Novas Viagens na Minha Terra. Série II. Capítulo 51. Por Manuela Degerine.

  De Santarém à Golegã (continuação III)

 

 

        À sombra do milho verde? Caminho entre milheirais que não fazem sombra. De súbito, reparo… Nos píncaros de um atrelado, um homem tenta, com a pá que parece uma colher, equilibrar a pirâmide, para não perder milho no transporte. Também deve transpirar e não pouco… A vastidão do céu e da terra, as dimensões do atrelado, a tonelada de grãos de milho, tudo contrasta com a figura: ínfima, solitária e obstinada.

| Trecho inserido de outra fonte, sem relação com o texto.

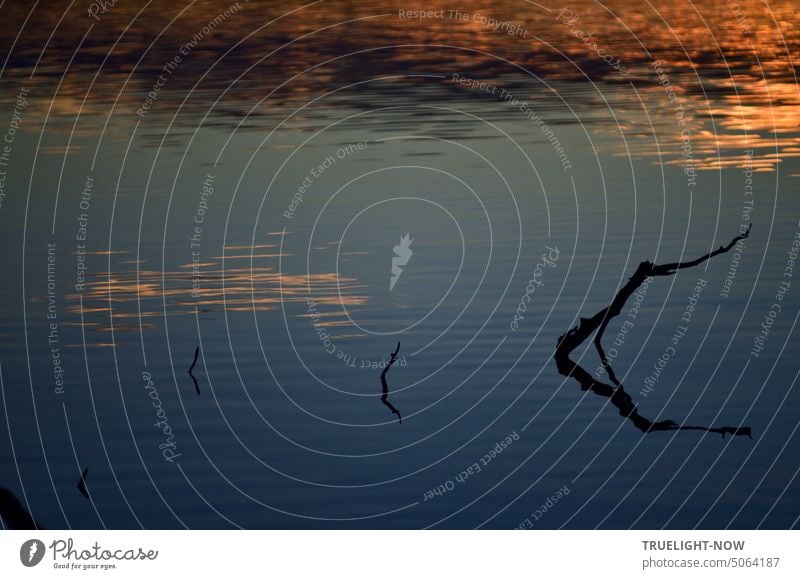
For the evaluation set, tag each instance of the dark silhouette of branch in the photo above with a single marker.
(14, 515)
(597, 324)
(82, 483)
(385, 386)
(189, 371)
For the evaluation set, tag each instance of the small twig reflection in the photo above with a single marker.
(385, 386)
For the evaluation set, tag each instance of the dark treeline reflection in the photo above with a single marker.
(597, 324)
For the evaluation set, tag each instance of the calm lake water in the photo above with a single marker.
(184, 184)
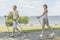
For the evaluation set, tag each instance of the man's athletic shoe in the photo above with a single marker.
(41, 35)
(12, 35)
(52, 34)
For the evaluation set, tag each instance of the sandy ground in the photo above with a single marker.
(31, 36)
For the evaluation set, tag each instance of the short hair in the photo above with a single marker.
(15, 6)
(45, 5)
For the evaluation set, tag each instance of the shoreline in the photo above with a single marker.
(28, 28)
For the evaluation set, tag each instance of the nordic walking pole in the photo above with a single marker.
(39, 20)
(6, 24)
(23, 31)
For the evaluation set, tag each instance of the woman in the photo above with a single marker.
(45, 21)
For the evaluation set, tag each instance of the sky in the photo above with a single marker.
(30, 7)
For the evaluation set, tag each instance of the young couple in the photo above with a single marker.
(44, 20)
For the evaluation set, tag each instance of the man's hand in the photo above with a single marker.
(38, 17)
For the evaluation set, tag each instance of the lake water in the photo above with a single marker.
(33, 20)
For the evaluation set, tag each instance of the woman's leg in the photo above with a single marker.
(43, 26)
(49, 27)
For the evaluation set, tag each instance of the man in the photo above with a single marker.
(15, 20)
(45, 21)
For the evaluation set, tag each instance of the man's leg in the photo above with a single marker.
(49, 27)
(13, 32)
(19, 32)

Saudamo-nos.

 

 

        Passo por campos de couves e de pimentos. Passo por cilindros de palha espalhados no infinito. Volto a passar por milho verde, por milho seco, por milho apanhado… Parece-me que não avanço.

 

 

           A certa altura, idiota de sede e calor, desejando chegar à Azinhaga, a terra no mapa prometida, com fontes, bancos e sombras, sei-o, já lá parei, avisto umas casas, precipito-me naquela direção, peço água a habitantes, que miram a figura branca – uma aventesma. Vai para Santiago? Já outras almas aqui penaram, todas estrangeiras, todas brancas, todas sequiosas, vê-se que chegam do Inferno.

 

 

       Pensava encontrar-me à entrada da Azinhaga, embora ainda esteja em Pombalinho. Perdi a sinalização e, tonta de cansaço, não desconfio do conselho, a Azinhaga é por ali, informam os moradores, continue até ao fim da rua, vire à direita duas vezes. O costume: eles, que nunca caminham, com a melhor das intenções, mandam-me para a estrada. Acabo por voltar atrás, por passar pelos mesmos habitantes, quase aterrados, vendo-me ressurgir, lenta, branca, fantasmagórica, com a mochila e o bordão, lembrando lendas, aparições, boas, más, vá-se lá saber, vou pelo Caminho de Santiago, sublinho com voz espetral, uma senhora abre a boca querendo avisar que sozinha, por tais caminhos, volta logo a fechá-la. Abrenúncio… Credo. Para quê dialogar com almas de outro mundo?

 

 

           Encontro enfim as setas amarelas, porém tão parva vou, volto a perdê-las dali a pouco: segundo sinal de alarme. Caminho portanto parte dos últimos quilómetros à beira da estrada. E, com estas idas e voltas, não acrescentei nada menos de dois quilómetros à etapa do dia.